Code for NeurIPS'24 paper 'Grokked Transformers are Implicit Reasoners: A Mechanistic Journey to the Edge of Generalization'
MIT License
162 stars 12 forks source link

Re-Implementing this work in smaller setting #5

Closed hbin0701 closed 1 month ago

hbin0701 commented 1 month ago

Hi. Thank you for sharing such an awesome work and releasing the code. I really enjoyed reading the paper! :)

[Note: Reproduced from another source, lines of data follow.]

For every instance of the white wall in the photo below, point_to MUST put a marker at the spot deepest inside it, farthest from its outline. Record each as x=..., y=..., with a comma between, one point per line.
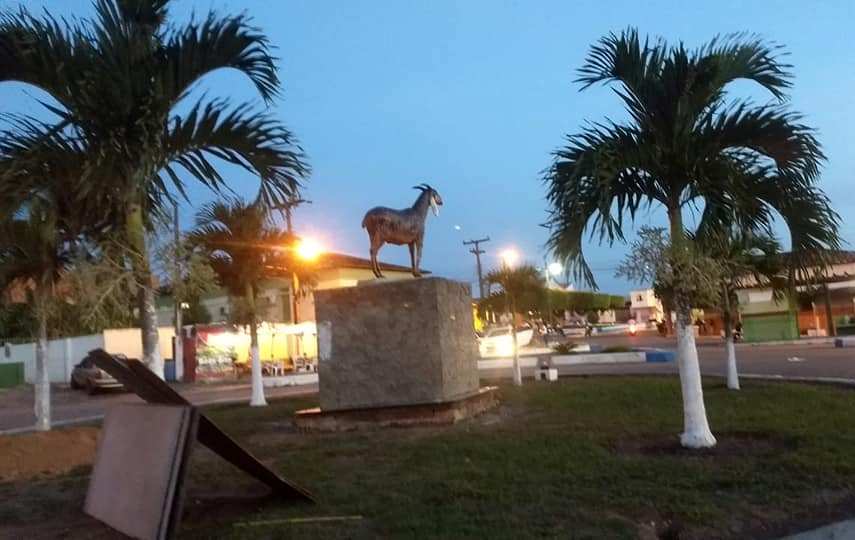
x=127, y=341
x=64, y=353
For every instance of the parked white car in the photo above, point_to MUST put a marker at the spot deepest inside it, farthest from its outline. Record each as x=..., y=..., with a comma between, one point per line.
x=499, y=341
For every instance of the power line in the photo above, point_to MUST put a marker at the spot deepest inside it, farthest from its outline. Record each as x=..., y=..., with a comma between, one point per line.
x=477, y=251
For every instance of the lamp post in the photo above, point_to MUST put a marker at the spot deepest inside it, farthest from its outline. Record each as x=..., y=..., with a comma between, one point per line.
x=551, y=269
x=307, y=250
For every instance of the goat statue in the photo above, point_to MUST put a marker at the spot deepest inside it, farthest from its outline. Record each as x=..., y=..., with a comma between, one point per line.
x=399, y=227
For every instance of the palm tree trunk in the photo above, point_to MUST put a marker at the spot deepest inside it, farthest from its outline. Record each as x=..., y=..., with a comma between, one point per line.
x=727, y=317
x=135, y=231
x=696, y=430
x=42, y=385
x=257, y=399
x=517, y=370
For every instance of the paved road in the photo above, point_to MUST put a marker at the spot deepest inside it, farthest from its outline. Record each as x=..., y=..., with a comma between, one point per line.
x=16, y=405
x=795, y=360
x=792, y=360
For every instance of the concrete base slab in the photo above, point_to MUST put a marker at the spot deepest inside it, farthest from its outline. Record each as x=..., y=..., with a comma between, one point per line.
x=444, y=413
x=293, y=379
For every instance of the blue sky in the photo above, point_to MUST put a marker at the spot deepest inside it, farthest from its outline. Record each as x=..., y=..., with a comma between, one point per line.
x=472, y=96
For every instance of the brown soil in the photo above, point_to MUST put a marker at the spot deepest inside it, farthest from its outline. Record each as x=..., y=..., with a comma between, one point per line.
x=46, y=453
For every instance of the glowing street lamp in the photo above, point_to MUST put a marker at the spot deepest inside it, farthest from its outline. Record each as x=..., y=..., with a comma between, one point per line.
x=308, y=249
x=509, y=257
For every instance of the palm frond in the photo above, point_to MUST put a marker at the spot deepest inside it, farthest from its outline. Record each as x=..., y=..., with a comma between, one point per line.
x=592, y=183
x=217, y=43
x=255, y=141
x=746, y=56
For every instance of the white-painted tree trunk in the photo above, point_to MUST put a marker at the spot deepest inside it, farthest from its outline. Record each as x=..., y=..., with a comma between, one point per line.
x=696, y=430
x=517, y=370
x=732, y=373
x=42, y=386
x=257, y=382
x=150, y=337
x=258, y=399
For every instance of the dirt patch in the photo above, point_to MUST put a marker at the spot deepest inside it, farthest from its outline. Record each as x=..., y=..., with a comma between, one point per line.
x=729, y=444
x=46, y=453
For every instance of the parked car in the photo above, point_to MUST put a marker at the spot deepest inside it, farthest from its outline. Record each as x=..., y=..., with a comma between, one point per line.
x=88, y=376
x=498, y=341
x=575, y=329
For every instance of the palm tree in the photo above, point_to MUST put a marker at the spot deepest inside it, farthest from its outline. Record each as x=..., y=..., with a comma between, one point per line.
x=687, y=144
x=516, y=283
x=32, y=256
x=242, y=243
x=117, y=79
x=40, y=231
x=743, y=257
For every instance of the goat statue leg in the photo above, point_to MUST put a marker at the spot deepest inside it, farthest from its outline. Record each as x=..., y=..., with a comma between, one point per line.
x=375, y=249
x=413, y=265
x=417, y=259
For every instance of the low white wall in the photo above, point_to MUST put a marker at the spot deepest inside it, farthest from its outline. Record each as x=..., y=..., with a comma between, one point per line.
x=65, y=353
x=128, y=341
x=566, y=360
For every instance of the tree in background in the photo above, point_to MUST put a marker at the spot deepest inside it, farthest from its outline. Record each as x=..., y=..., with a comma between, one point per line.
x=744, y=258
x=687, y=144
x=117, y=78
x=240, y=241
x=516, y=283
x=195, y=277
x=33, y=256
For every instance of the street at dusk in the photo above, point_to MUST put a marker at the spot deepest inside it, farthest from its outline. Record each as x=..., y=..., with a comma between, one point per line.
x=447, y=269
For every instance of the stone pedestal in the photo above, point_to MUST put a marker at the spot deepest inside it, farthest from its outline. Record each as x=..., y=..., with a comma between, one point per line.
x=396, y=343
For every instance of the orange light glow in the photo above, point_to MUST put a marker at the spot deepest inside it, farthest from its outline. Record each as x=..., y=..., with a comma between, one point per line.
x=308, y=249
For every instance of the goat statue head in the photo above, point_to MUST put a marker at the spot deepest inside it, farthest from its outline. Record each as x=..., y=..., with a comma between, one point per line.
x=434, y=198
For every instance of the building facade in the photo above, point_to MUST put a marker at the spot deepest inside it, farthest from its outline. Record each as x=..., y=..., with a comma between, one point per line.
x=275, y=302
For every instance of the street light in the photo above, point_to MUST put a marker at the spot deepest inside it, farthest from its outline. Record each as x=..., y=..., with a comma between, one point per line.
x=308, y=249
x=510, y=257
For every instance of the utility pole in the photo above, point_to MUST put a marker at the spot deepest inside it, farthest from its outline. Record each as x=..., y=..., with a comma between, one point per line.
x=477, y=251
x=286, y=209
x=178, y=355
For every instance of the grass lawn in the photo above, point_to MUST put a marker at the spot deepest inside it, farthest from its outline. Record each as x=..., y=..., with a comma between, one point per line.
x=586, y=458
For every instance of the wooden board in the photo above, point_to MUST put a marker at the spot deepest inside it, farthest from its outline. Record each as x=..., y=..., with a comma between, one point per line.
x=140, y=380
x=137, y=481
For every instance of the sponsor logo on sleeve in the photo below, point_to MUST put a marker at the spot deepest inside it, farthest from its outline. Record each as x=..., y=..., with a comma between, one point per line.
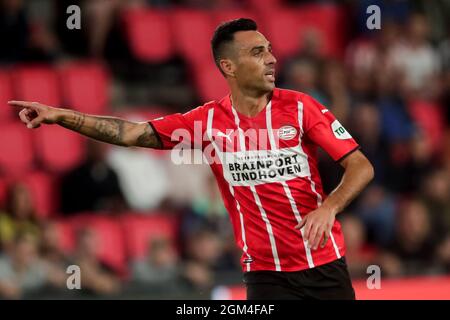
x=287, y=132
x=339, y=131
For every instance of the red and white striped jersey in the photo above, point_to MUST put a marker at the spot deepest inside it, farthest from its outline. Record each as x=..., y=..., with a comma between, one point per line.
x=266, y=169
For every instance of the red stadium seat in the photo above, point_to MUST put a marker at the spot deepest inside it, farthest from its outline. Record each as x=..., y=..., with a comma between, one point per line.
x=58, y=149
x=140, y=229
x=192, y=33
x=429, y=117
x=42, y=188
x=6, y=112
x=264, y=6
x=37, y=83
x=330, y=22
x=85, y=87
x=66, y=236
x=3, y=190
x=286, y=29
x=211, y=85
x=16, y=155
x=148, y=34
x=283, y=30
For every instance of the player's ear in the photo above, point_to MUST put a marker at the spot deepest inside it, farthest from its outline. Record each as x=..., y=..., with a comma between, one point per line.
x=227, y=67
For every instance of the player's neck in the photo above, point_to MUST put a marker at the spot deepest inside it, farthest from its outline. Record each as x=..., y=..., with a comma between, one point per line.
x=247, y=104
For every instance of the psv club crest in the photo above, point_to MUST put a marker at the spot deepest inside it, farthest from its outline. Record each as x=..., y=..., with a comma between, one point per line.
x=287, y=132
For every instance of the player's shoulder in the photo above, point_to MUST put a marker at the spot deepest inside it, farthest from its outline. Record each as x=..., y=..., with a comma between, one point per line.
x=287, y=95
x=202, y=109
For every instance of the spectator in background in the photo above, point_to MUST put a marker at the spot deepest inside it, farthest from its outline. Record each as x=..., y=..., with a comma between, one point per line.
x=416, y=58
x=359, y=255
x=22, y=39
x=23, y=273
x=414, y=247
x=208, y=212
x=92, y=186
x=18, y=217
x=203, y=251
x=50, y=247
x=376, y=209
x=159, y=270
x=96, y=277
x=436, y=197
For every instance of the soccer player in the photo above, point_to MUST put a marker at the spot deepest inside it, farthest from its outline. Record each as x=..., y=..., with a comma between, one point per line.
x=261, y=143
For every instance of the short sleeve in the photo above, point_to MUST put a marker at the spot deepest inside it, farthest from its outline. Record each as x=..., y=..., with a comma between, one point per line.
x=181, y=130
x=322, y=128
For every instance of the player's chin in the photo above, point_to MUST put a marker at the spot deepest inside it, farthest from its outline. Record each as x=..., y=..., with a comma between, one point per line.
x=269, y=85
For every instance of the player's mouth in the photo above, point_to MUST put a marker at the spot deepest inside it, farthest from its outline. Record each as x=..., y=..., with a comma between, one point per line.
x=270, y=75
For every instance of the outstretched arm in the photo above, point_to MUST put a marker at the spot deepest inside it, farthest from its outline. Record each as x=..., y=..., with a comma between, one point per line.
x=107, y=129
x=318, y=223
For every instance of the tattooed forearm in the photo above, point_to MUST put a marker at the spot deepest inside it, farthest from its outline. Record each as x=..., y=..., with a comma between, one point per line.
x=75, y=122
x=148, y=138
x=110, y=130
x=107, y=129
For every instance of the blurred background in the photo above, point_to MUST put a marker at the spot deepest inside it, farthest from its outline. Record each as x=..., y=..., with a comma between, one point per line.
x=142, y=227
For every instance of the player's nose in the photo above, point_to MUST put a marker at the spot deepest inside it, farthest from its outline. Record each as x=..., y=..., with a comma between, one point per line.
x=270, y=59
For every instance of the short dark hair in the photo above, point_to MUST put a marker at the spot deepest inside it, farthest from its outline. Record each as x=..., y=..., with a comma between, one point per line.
x=224, y=34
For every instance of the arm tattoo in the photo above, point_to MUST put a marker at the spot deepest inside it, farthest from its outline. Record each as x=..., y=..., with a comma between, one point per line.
x=110, y=130
x=74, y=123
x=149, y=139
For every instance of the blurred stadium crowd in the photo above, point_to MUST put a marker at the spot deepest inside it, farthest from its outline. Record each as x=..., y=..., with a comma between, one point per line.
x=140, y=226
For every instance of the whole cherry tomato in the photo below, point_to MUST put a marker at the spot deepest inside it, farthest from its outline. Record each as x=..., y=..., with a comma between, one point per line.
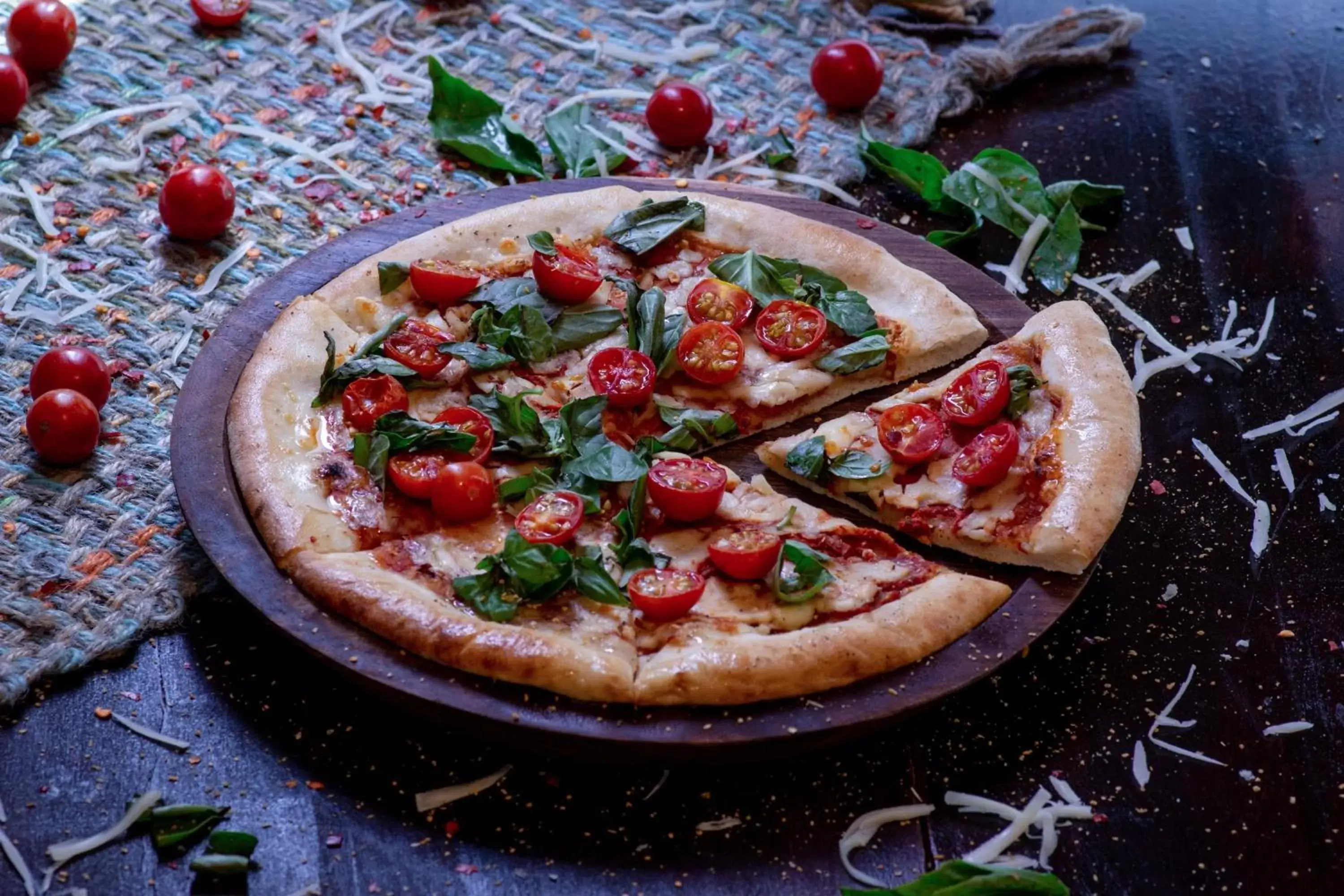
x=569, y=277
x=687, y=489
x=679, y=115
x=41, y=34
x=443, y=284
x=717, y=300
x=72, y=367
x=463, y=492
x=791, y=330
x=416, y=346
x=988, y=457
x=663, y=595
x=551, y=519
x=14, y=89
x=624, y=375
x=197, y=202
x=979, y=396
x=745, y=554
x=711, y=353
x=369, y=398
x=910, y=433
x=847, y=74
x=64, y=426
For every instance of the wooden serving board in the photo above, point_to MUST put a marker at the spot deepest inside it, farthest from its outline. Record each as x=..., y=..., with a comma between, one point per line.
x=537, y=719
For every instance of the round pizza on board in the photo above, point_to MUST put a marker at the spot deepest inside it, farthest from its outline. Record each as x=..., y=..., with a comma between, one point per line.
x=479, y=445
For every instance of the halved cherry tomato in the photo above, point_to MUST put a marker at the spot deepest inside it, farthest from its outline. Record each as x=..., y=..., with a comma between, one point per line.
x=791, y=330
x=463, y=492
x=443, y=284
x=568, y=277
x=910, y=433
x=979, y=396
x=414, y=472
x=470, y=421
x=663, y=595
x=687, y=489
x=624, y=375
x=551, y=519
x=416, y=346
x=718, y=300
x=988, y=457
x=745, y=554
x=369, y=398
x=711, y=353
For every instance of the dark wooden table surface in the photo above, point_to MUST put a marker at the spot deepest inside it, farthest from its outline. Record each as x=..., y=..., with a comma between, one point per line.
x=1229, y=119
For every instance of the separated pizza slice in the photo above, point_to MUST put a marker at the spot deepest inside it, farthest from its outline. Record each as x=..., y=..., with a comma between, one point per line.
x=1023, y=454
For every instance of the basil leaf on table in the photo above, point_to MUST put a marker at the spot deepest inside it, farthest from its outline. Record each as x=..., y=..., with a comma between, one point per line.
x=857, y=357
x=576, y=148
x=647, y=225
x=474, y=124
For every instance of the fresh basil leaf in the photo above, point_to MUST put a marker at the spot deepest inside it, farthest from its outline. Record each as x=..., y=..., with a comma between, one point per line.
x=808, y=458
x=471, y=123
x=647, y=225
x=577, y=151
x=857, y=357
x=392, y=275
x=810, y=573
x=1055, y=258
x=479, y=357
x=576, y=330
x=858, y=465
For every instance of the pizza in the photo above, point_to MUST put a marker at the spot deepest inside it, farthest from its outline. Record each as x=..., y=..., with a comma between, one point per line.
x=483, y=445
x=1023, y=454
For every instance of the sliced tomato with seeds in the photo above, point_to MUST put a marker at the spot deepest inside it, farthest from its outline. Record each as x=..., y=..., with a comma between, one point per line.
x=791, y=330
x=416, y=346
x=718, y=300
x=988, y=457
x=663, y=595
x=910, y=433
x=551, y=519
x=979, y=396
x=369, y=398
x=745, y=554
x=470, y=421
x=687, y=489
x=624, y=375
x=443, y=284
x=711, y=353
x=568, y=277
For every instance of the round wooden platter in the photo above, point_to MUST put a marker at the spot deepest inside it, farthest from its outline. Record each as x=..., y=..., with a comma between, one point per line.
x=541, y=720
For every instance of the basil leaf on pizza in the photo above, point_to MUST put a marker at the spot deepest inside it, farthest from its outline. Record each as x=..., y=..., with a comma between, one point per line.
x=650, y=224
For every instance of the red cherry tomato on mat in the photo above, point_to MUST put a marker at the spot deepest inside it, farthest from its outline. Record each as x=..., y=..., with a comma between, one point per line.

I'm seeing that replicating this experiment requires a lot of compute time, so I'm wondering if this is replicable in smaller setting, with smaller size of entities and relations. Until far, I haven't been able to find one :(

If you had any smaller-sized setting you have discovered that grokking occurs (or at least in-dist generalization) while conducting experiments, it would be really appreciated if you could share..!

s-kostyaev commented 1 month ago

maybe this may help https://github.com/ironjr/grokfast

hbin0701 commented 1 month ago

Thanks for the reply :)

I have one more question. According to the composition.ipynb seems like the authors chose to use "test_inferred_facts" (which is "test_inferred_ood") as eval_dataset. I was wondering whether it would be more intuitive to use "test_inferred_iid" as eval_dataset, so that we can actually observe grokking phenomena while training. or was it set that way to confirm that generalization cannot happen for test_inferred_ood?

(With this setting, I could observe the grokking phenomena in a desired manner :))

Thanks in advance!

Boshi-Wang commented 1 month ago

Thanks for the interest!

Yes, you can scale down the number of entities/relations/attributes/etc. when generating the atomic and inferred facts; this could be done by changing the numbers in {composition/comparison}.ipynb. We only experimented with larger data sizes in the paper (see, e.g., Section 3.2) and the observations are consistent; I'm rather sure that the same observations should hold in smaller scales (not "too" small, of course).

Regarding the eval, yes we chose the OOD performance as the metric there (btw, on the comparison task the model does generalize in OOD) but you can feel free to change it (or maybe eval on both splits) according to your purpose.